Il mio obiettivo è creare piatti che semplicemente siano Passalacqua
Viviana Varese, Executive Chef
Nel settore della ristorazione ci sono praticamente nata. Negli anni '30 del Novecento, mio nonno aprì un locale a Salerno, il Bar Varese. Era sul lungomare, in una posizione davvero privilegiata, vicino al Teatro Verdi e ai giardini comunali. Facevano piatti – caldi e freddi – e servivano il gelato. Era il "caffè letterario" di Salerno, il posto chic dove recarsi per un aperitivo. Negli anni ’50, mio padre lavorava lì come cameriere, sui pattini a rotelle e in smoking bianco! In seguito avrebbe fatto anche il fotografo, e la sua camera oscura fu una delle prime in città a saper dominare il processo di sviluppo del colore.
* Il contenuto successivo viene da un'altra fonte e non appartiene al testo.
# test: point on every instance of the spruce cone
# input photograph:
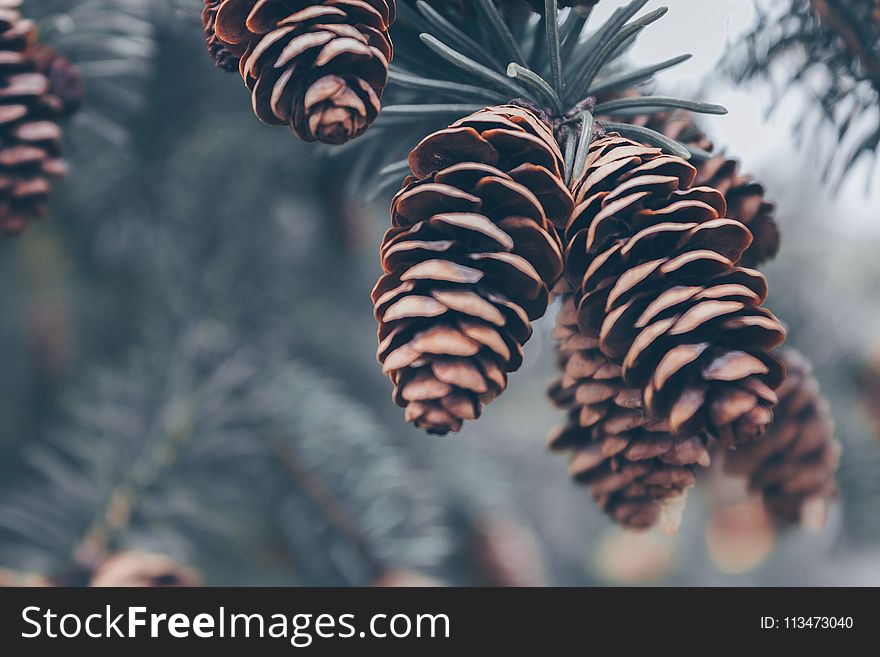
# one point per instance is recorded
(224, 58)
(653, 263)
(469, 262)
(30, 138)
(793, 466)
(630, 461)
(744, 196)
(320, 67)
(870, 385)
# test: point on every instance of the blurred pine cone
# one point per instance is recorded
(469, 262)
(870, 387)
(653, 263)
(30, 106)
(224, 58)
(142, 569)
(631, 463)
(745, 197)
(320, 67)
(793, 466)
Poi però diventò allergico agli acidi degli agenti di sviluppo e tornò alla ristorazione, aprendo una tavola calda a Maiori, sulla Costiera Amalfitana, appena prima che io nascessi, nel 1974.
Poi, in seguito al devastante terremoto dell'Irpinia del 1980, che colpì profondamente l'economia di tutta la Campania, mio padre trasferì l’intera famiglia al Nord, a Lodi, dove aprì una serie di ristoranti e pizzerie. Io iniziai presto: a 13 anni, mentre andavo ancora a scuola, lavoravo già part-time come pizzaiolo, preparavo l'impasto ogni giorno, accendevo il forno. A 20 anni ero già un mastro pizzaiolo, a capo di una squadra di cinque uomini. Una cosa piuttosto insolita per una donna, a quei tempi, e in effetti ancora oggi. Quindi, dopo aver portato a termine alcuni tirocini in celebri ristoranti – in Italia e all'estero – mio padre venne a mancare e così mi ritrovai di nuovo a Lodi, ancora molto giovane, a gestire la pizzeria-osteria di famiglia.
"È stato allora che ho compreso che, se avessi voluto continuare a imparare e migliorare, avrei dovuto farlo nel tempo libero, usando il ristorante come luogo di sperimentazione e in cui applicare ciò che avevo imparato dai brevi corsi e dai pochi libri che riuscivo a trovare. "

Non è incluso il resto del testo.